Profile Result - This method uses profiling information that Validatar has about the selected data source.

You can also attach Metadata Links to connect the metadata to the test, for enhanced automation and comprehensive testing.

3. Processing Returned Data

After determining how to pull data, it's time to configure how to process the data returned. Here are the three methods to process the data when it comes through via a script:

Table - In this method, you validate the entire table column by column. You can specify which columns are key columns (providing uniqueness) or value columns (the data to validate). If needed, you can opt to ignore a column in the test. You can view these options in a grid or through text.
Column Aggregation - This method allows you to select one column from the table for aggregation to perform the comparison.
Row Count - This method retrieves the record count from the data returned.

4. Preview & Refresh Options

Finally, you can Preview & Refresh Options to preview the data structure that will be returned when you perform the test.
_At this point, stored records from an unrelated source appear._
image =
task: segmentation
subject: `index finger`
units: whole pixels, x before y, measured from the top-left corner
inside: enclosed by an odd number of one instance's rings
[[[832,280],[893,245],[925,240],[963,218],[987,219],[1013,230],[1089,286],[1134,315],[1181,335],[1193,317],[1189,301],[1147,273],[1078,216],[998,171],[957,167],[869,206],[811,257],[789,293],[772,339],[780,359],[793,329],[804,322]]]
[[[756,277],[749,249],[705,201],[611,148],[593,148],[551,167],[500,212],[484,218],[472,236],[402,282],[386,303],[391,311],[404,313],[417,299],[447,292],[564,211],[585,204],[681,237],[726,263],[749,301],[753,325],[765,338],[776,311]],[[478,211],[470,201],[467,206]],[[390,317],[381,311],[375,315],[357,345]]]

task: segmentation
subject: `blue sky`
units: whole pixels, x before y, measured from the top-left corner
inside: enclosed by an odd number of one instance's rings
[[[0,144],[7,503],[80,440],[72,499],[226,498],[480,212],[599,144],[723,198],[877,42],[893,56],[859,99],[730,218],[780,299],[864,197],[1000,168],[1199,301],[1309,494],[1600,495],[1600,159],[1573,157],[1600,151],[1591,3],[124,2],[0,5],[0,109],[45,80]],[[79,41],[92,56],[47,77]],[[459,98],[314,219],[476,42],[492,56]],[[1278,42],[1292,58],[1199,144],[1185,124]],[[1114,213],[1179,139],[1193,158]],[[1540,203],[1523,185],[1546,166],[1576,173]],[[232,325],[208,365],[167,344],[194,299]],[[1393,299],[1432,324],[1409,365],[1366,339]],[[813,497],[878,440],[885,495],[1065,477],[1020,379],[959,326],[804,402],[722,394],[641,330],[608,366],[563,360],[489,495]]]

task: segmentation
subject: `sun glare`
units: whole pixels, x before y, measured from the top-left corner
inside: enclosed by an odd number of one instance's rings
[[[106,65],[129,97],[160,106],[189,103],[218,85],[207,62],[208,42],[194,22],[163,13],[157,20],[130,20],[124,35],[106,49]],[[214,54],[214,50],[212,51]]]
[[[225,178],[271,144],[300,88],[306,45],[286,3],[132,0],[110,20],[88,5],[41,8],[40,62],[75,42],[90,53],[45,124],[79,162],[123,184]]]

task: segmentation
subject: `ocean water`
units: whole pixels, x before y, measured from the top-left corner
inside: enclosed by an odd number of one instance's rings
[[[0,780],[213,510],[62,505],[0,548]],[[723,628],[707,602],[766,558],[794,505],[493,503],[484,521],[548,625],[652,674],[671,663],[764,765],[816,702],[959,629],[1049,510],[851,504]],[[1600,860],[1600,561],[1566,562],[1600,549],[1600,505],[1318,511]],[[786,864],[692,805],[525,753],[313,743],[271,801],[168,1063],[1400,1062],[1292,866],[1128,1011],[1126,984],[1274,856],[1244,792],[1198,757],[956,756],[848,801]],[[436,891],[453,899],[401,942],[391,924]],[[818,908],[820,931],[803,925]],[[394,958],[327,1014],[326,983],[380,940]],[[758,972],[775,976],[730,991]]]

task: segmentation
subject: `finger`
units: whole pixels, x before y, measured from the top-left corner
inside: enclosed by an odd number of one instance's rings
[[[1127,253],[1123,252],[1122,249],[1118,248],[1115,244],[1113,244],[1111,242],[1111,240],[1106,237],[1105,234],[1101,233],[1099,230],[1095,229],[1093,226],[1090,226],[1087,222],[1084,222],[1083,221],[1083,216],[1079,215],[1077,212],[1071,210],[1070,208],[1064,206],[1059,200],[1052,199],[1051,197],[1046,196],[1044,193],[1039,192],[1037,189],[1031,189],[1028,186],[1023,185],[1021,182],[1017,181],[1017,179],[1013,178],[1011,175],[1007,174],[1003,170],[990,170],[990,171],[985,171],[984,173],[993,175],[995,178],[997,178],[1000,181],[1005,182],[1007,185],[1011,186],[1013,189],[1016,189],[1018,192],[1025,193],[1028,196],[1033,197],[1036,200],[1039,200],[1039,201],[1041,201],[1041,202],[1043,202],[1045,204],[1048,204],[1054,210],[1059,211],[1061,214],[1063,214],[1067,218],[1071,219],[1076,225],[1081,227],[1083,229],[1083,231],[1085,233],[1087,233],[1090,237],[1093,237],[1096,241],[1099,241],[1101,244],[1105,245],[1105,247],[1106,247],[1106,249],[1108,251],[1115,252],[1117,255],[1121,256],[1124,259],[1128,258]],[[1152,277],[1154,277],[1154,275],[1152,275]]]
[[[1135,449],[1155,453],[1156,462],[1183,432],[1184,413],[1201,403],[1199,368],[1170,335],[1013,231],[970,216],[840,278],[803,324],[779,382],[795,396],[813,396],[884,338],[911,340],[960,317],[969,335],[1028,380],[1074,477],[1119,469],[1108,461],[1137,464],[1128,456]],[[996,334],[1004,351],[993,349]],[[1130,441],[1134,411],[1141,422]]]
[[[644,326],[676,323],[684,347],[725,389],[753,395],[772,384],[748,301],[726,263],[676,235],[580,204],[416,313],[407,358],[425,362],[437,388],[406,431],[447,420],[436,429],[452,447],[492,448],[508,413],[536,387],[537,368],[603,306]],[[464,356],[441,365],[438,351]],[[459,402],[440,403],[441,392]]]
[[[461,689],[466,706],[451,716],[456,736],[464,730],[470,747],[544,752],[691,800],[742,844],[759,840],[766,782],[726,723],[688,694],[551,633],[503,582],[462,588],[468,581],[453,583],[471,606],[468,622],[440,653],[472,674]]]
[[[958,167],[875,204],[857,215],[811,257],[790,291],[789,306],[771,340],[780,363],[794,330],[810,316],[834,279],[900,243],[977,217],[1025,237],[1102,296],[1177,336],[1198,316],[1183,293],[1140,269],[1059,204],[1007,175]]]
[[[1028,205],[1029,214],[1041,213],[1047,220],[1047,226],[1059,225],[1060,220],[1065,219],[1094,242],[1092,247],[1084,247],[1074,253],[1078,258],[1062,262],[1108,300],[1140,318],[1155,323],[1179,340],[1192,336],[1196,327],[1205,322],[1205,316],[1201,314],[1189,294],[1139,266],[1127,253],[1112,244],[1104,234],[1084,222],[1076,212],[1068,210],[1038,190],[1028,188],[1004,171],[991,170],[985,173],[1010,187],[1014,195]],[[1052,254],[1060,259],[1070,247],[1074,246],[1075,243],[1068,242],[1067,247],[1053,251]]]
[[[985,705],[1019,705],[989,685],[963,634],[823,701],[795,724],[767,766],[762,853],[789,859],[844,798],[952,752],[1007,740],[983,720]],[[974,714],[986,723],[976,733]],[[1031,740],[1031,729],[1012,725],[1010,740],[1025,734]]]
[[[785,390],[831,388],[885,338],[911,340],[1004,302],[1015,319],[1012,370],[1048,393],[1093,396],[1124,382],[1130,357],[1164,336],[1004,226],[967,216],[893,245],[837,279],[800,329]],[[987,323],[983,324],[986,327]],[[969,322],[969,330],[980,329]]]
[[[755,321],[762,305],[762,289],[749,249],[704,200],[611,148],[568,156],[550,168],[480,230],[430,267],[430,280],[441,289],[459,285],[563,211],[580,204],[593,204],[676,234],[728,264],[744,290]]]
This will open another tab that lets you preview those results.

Viewing Messages and Files

You can view information and error messages that come from the standard output of the query after initializing or refreshing the test data set options. The print messages can be used for debugging and troubleshooting. Files that are saved from Python executions are also shown here.

Conclusion

Knowing how to correctly set up your Test Data Set in Validatar and understanding the associated options is the first step of configuring a test and key to effective data validation. With the right configuration, you can unlock the full potential of Validatar testing.